Canada has built up a reputation around the world of being a utopian land of progress. After all, we have a prime minister who consistently emphasizes the importance of respecting minorities, addresses the need for reconciliation with Indigenous people, and is seen walking in Pride parades. Unfortunately, this utopia is not what it seems.
On Feb. 6, 2015, Canada’s Supreme Court unanimously struck down an “unconstitutional” ban on physician-assisted suicide. In the ruling were extremely specific guidelines on when it is permissible: the person must be a consenting adult who has a terminal illness which causes intolerable, enduring suffering, and that no physician would be forced to conduct the procedure, and could simply refer their patient to another physician.
This ruling struck a healthy balance and handled the issue perfectly. It allowed people to die with dignity without suffering, while having clear and strict safeguards in place so the system can not be abused. Doctors are also not forced to perform a procedure they are not comfortable with.
Universal health care in Canada is federally mandated under the Canada Healthcare Act. However, all medical services are left to the individual provinces to regulate. This did not bode well when, in 2016, Manitoba elected a majority government led by Brian Pallister, who served as MP in former Prime Minister Stephen Harper’s Conservative party.
Hence the non-issue of doctors who hold moral objections to the physician-assisted suicide ruling – which, again, is protected in the 2015 ruling – was turned into a very real one. The Manitoba Legislative Assembly passed Bill 34, which contained only two points: that a physician can refuse to participate in physician-assisted suicide, and that “a professional regulatory body cannot require its members to participate in medical assistance in dying.”
The first point is simply a rewording of what the Supreme Court already said in terms of physician’s rights. However, the introduction of this seemingly uncontroversial bill allowed the Manitoba government to slip in an additional second point which would cause a domino effect of consequences for years to come.
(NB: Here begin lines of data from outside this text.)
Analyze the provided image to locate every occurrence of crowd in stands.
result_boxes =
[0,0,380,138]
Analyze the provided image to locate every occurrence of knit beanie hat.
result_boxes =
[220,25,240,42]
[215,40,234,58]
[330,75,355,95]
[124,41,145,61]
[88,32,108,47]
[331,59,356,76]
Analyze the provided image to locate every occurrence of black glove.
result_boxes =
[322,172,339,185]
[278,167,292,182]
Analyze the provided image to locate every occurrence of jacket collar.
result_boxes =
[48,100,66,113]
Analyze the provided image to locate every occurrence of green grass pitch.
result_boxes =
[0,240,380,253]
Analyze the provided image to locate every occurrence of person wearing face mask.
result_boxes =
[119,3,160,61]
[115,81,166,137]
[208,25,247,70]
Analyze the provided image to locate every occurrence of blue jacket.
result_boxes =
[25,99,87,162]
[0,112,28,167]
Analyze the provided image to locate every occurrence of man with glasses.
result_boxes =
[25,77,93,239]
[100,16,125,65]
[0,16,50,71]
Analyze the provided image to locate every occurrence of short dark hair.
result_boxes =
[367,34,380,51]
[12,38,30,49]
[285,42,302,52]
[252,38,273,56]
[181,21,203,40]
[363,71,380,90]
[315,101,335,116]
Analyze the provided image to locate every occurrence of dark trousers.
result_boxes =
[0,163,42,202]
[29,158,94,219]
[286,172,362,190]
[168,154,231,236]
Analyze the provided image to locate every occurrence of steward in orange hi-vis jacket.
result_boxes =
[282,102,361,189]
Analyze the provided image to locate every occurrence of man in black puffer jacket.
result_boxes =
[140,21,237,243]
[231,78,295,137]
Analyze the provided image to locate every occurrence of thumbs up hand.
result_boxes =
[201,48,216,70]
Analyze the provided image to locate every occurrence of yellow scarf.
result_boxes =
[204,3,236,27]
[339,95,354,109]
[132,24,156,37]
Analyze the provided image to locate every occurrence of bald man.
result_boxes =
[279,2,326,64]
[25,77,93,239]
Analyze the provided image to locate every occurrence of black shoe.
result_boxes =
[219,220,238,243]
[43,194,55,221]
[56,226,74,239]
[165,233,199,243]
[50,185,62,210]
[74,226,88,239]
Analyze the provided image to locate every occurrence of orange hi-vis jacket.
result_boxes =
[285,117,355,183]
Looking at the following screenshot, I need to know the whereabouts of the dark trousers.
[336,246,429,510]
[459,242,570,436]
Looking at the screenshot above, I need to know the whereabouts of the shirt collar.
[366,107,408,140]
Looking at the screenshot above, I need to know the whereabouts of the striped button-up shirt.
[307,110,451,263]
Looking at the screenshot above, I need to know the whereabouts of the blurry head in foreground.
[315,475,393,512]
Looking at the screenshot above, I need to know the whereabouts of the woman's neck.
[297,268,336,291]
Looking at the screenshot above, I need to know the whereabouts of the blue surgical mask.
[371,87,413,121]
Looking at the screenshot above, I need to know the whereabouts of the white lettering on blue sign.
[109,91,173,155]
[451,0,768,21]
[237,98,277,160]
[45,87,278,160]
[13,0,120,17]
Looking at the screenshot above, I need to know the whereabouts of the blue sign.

The language gave faith-based hospitals – whose boards had already made up their minds on the issue – a legislative leg to stand on with their deeply unconstitutional position on assisted dying. Both Concordia and St. Boniface hospitals have historical roots and connections to Christian churches, and both made it very clear that they would not allow their physicians to practice physician-assisted suicide following the Supreme Court ruling.
Since Bill 34 passed, absolutely nothing has been done to stop faith-based hospitals from imposing their religious agenda on staff and patients. This reveals a flaw with both our government and our healthcare system.
Our governments should be representative of their constituents, not that of a minority religious ideology. Physician-assisted suicide has the support of 80 per cent of Saskatchewanians and Manitobans. MLAs should be expected to pass legislation representative of the opinions of their constituents.
The other, and more immediate issue, is hospitals having the power to enforce their ideology in terms of how patients are treated. That is absurd. Hospitals are not citizens, and therefore do not qualify for religious protection under our Charter of Rights and Freedoms. What if these same hospitals expand the scope of their religiosity and subsequently decide they will not allow their physicians to prescribe birth control or medical marijuana to patients who require them?
Keeping in mind that these two hospitals are funded with our tax dollars, they should be providing the best and most relevant medical service – not the medical service most relevant to the convictions of their boards. Allowing hospital boards to unilaterally impose their morality will be, and already has been, detrimental to our human right of autonomy.
At this point, concerns over abuse of the system that would result in the death of defenseless patients, and the argument constantly brought up that patients can be transferred to another facility so hospitals can maintain blanket bans on assisted death, are negligible considerations. There are preventative mechanisms built into the right to die that stipulate the necessity of a patient having a sound mind when making their decision.
What is often left out of this debate, however, is the undue burden of transferring between facilities for terminally-ill patients. This is not always physically possible. Pragmatic matters can, in practice, strip a patient of their right to assisted death if they are confined to a hospital that does not perform it.
The Supreme Court should make clear that the beliefs of a religious hospital board cannot trump the right of an individual to choose a legally permitted procedure.
Still, the truth of the matter is that while we continue to have these exhausted discussions over a practice the Supreme Court ruled constitutional three years ago, patients are in faith-based hospitals all across Canada – often through no choice of their own – and suffering against their will.
We often forget that there are real people behind these patient numbers, and any family that has had to go through a loved one being diagnosed with an incurable disease understands the importance of physician-assisted suicide. Even if not an option exercised, it should be an option available.